Step 2: Install hping3
On the Attacker Machine, install hping3:
sudo apt update
sudo apt install hping3 -y
Step 3: Launch a SYN Flood Attack
On the Attacker Machine, run the following command to flood the server with SYN packets:
sudo hping3 -S --flood -V -p 80 <target-ip>
-S
: Sends SYN packets.
--flood
: Sends packets as fast as possible.
-V
: Verbose mode.
-p 80
: Targets port 80 (HTTP).
Step 4: Monitor Server Performance
On the Target Server, monitor the SYN backlog:
sudo netstat -nat | grep SYN_RECV
Check CPU usage:
top
Observe the system load and how the server responds to the attack.
Step 5: Mitigate the Attack
a. Enable SYN Cookies
SYN cookies help mitigate SYN floods by preventing the server from allocating resources until the handshake completes.
Enable SYN cookies:
sudo sysctl -w net.ipv4.tcp_syncookies=1
Make it permanent:
echo "net.ipv4.tcp_syncookies = 1" | sudo tee -a /etc/sysctl.conf
sudo sysctl -p
b. Apply Firewall Rate Limiting (iptables)
Limit the rate of incoming SYN packets:
sudo iptables -A INPUT -p tcp --syn -m limit --limit 10/s --limit-burst 20 -j ACCEPT
sudo iptables -A INPUT -p tcp --syn -j DROP
Allows up to 10 SYN packets per second and drops excessive ones.

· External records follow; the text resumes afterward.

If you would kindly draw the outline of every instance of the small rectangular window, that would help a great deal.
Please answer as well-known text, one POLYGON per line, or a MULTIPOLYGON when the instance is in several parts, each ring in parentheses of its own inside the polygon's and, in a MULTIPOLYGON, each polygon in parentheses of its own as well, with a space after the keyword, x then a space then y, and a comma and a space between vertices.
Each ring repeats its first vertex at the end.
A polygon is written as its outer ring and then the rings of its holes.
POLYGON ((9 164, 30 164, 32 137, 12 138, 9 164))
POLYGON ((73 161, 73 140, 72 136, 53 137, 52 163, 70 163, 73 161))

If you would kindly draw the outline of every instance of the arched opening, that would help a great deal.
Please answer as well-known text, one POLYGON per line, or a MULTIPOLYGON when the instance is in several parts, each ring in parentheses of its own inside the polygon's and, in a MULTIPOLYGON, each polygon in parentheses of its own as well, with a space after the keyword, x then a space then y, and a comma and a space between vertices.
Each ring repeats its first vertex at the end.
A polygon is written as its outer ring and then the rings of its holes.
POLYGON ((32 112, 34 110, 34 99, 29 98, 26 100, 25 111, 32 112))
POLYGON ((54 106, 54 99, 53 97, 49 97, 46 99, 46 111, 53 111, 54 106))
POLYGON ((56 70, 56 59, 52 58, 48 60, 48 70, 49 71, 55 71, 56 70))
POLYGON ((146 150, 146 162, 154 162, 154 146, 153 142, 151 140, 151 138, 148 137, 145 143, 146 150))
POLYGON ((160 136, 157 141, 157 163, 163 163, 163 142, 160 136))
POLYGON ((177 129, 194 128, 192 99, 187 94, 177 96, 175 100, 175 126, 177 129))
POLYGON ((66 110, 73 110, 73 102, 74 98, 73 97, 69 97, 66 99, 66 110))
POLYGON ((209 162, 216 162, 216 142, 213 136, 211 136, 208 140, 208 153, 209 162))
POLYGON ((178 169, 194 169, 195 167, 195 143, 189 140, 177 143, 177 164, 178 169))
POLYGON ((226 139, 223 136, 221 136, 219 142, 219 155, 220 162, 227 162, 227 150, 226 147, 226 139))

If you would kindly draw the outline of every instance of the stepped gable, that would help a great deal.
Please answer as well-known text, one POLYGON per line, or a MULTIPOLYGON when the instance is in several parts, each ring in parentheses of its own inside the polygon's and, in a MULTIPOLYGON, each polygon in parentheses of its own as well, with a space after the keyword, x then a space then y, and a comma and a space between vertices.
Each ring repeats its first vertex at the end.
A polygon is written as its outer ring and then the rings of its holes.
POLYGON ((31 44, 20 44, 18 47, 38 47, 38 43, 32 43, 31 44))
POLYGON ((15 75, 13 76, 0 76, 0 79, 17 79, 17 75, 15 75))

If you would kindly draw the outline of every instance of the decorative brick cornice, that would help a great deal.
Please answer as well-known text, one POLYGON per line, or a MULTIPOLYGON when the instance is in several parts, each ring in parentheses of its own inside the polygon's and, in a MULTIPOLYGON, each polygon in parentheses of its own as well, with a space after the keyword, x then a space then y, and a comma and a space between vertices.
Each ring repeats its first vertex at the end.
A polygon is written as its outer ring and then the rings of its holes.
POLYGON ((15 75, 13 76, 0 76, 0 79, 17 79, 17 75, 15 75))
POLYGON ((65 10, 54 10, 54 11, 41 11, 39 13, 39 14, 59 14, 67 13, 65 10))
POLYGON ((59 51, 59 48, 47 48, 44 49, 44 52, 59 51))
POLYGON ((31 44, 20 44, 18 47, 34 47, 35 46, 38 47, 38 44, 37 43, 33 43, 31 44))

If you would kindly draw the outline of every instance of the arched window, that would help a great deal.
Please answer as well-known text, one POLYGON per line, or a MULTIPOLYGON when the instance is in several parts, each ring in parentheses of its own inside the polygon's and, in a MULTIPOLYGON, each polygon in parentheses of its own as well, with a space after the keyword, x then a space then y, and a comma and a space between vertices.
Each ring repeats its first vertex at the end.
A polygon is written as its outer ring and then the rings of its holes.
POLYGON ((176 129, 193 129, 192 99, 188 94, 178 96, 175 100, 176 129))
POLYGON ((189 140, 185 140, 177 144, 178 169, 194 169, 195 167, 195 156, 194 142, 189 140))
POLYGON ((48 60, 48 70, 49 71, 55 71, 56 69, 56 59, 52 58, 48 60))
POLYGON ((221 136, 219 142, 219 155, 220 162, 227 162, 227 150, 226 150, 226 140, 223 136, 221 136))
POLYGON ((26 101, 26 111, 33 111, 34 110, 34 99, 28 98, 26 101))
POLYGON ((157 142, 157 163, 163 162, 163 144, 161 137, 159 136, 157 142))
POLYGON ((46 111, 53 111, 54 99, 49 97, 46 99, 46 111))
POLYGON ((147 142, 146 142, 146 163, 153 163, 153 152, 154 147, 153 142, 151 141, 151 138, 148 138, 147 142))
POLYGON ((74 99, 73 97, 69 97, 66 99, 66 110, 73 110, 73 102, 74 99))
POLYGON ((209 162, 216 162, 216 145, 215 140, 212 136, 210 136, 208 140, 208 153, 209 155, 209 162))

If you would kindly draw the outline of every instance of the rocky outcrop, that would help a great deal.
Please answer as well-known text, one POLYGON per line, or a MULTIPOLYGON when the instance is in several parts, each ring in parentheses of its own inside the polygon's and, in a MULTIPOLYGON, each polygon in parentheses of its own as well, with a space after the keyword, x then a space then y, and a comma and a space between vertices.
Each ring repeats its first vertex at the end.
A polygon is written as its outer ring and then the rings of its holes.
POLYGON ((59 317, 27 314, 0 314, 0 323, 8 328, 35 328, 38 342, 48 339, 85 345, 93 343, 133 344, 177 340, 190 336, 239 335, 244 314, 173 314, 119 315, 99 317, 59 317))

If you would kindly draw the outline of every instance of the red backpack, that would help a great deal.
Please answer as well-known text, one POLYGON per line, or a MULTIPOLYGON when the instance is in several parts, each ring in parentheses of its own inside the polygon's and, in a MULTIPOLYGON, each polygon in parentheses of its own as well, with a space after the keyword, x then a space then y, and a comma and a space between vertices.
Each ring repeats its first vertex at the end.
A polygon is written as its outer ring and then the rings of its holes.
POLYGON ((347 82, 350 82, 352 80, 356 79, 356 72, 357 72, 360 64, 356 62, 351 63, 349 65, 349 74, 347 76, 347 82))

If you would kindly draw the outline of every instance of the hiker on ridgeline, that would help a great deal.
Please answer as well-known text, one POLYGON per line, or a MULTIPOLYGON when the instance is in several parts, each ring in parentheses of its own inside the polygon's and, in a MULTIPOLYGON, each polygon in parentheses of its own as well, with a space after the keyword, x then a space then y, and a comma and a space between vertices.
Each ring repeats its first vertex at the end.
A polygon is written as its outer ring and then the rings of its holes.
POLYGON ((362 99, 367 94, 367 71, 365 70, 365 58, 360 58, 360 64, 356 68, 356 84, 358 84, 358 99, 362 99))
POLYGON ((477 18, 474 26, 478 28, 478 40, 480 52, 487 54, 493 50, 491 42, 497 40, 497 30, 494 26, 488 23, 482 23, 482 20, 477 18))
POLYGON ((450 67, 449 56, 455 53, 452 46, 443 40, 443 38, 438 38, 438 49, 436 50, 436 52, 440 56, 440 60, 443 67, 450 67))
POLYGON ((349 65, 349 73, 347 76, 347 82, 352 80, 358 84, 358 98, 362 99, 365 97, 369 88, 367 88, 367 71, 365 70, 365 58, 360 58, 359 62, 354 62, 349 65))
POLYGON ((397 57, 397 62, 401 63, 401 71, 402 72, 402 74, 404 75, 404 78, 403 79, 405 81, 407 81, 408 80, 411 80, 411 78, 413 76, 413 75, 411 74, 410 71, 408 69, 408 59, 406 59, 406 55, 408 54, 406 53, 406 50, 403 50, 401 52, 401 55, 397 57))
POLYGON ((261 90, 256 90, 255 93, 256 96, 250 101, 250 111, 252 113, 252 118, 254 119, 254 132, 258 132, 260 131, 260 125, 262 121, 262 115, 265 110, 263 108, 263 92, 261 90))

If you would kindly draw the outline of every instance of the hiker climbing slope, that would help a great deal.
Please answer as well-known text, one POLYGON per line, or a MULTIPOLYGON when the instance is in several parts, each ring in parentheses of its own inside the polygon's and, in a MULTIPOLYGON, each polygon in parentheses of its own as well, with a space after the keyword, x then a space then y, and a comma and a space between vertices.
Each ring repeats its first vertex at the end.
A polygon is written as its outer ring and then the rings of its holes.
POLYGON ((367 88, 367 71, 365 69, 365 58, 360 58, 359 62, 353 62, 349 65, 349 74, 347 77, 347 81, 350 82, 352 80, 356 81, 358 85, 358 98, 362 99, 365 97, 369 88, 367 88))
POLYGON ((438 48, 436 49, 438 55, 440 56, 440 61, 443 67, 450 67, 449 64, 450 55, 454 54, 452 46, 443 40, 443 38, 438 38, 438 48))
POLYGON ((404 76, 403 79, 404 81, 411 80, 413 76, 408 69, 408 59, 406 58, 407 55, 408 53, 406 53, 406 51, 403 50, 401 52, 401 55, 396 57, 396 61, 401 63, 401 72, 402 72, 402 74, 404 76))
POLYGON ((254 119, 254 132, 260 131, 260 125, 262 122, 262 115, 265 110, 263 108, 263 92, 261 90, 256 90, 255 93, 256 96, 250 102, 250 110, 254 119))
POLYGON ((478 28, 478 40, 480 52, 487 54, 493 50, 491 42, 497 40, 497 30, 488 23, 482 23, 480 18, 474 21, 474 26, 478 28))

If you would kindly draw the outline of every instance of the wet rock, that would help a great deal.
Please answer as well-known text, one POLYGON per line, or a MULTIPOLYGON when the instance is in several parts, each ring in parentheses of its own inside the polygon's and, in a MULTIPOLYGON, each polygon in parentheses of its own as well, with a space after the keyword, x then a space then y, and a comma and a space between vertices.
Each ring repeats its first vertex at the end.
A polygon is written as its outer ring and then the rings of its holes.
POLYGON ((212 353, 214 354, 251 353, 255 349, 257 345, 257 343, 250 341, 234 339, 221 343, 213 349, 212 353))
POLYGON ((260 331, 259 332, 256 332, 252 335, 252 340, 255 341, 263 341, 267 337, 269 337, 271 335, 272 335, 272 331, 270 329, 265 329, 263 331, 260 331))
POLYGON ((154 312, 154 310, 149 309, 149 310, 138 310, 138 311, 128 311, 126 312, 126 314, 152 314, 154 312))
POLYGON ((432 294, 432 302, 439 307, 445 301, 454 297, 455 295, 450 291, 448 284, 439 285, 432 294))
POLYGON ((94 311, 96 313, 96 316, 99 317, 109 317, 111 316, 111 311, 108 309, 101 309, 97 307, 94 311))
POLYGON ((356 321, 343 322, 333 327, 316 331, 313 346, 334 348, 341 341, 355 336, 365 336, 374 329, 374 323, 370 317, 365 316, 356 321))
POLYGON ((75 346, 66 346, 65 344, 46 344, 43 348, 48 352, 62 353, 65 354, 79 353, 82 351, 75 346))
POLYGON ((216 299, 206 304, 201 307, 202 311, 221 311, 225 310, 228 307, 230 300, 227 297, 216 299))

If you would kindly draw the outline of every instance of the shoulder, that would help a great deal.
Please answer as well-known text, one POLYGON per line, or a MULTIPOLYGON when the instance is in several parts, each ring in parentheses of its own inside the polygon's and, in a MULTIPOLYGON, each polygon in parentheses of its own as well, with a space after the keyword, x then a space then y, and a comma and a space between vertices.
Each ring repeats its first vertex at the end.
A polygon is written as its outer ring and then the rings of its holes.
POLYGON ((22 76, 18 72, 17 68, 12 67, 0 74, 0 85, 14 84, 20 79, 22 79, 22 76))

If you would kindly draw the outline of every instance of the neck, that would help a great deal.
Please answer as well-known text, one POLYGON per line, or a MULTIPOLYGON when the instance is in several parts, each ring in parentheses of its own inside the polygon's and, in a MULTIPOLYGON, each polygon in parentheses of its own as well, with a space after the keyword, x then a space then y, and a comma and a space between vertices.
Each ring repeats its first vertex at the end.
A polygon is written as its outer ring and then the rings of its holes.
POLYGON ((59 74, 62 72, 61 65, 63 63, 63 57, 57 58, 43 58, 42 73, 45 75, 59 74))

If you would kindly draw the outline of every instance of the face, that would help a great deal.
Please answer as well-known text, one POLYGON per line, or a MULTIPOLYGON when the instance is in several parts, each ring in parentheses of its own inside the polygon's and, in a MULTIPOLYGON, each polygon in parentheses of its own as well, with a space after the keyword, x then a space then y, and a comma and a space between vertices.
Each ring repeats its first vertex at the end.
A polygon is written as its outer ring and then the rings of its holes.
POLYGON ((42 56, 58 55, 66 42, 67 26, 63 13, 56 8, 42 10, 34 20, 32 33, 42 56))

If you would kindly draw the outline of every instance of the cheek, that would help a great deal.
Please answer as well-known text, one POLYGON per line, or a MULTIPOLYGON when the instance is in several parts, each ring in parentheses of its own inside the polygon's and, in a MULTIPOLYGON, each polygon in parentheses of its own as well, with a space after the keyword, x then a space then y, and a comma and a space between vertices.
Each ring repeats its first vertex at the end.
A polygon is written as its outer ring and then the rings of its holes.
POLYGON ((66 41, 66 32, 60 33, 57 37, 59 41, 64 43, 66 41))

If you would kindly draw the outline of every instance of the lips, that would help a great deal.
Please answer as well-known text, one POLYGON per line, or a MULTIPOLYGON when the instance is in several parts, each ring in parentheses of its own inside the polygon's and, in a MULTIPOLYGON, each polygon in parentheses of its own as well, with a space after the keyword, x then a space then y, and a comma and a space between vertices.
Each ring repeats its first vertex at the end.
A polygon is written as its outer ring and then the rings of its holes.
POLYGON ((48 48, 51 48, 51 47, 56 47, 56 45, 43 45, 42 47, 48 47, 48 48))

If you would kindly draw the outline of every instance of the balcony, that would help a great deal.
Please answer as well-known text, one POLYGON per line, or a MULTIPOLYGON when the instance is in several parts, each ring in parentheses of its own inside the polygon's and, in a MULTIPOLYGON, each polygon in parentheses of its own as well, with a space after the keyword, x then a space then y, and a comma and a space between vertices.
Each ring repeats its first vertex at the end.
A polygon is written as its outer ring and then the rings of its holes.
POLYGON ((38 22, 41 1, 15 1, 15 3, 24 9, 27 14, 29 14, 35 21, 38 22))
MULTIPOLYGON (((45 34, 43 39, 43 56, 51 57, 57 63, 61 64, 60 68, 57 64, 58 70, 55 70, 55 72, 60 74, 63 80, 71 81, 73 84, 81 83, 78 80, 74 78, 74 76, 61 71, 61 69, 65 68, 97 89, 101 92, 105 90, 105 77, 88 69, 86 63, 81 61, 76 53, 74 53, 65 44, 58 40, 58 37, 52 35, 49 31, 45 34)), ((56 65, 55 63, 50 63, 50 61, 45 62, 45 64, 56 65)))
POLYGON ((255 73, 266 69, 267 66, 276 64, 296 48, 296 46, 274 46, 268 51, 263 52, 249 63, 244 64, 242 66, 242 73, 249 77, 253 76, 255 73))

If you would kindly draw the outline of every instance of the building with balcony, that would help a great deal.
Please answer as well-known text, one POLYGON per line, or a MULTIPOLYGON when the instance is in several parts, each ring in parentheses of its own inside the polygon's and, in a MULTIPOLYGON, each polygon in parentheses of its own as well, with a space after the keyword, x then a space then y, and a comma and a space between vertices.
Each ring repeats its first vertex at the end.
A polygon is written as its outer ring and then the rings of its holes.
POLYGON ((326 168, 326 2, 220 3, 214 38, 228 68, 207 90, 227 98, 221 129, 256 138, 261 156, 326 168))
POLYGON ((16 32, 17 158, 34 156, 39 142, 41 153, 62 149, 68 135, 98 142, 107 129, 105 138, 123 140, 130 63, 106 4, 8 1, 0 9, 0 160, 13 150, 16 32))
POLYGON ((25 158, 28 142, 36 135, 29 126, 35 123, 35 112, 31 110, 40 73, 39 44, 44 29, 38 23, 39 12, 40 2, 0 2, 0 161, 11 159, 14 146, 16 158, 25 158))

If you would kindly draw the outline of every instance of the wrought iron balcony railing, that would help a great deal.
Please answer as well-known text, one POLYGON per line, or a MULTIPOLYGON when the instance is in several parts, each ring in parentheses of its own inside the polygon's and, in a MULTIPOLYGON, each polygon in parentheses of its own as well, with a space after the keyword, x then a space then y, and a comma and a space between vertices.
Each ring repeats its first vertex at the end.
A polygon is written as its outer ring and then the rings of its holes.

Step 6: Verify Mitigation Effectiveness
Re-run the SYN flood attack:
sudo hping3 -S --flood -V -p 80 <target-ip>
On the Target Server, monitor the backlog:
sudo netstat -nat | grep SYN_RECV
Check CPU usage and server responsiveness.
If the mitigation is effective, the server should remain stable.
Step 7: Persist Firewall Rules
Save the firewall rules to persist after reboot:
sudo apt install iptables-persistent -y
sudo netfilter-persistent save
sudo netfilter-persistent reload
Solution & Explanation
How SYN Flood Attacks Work
- TCP Handshake: A standard connection requires a SYN, SYN-ACK, and ACK packet exchange.
- Flooding SYNs: The attacker sends numerous SYN requests without completing the handshake, filling the server’s connection backlog.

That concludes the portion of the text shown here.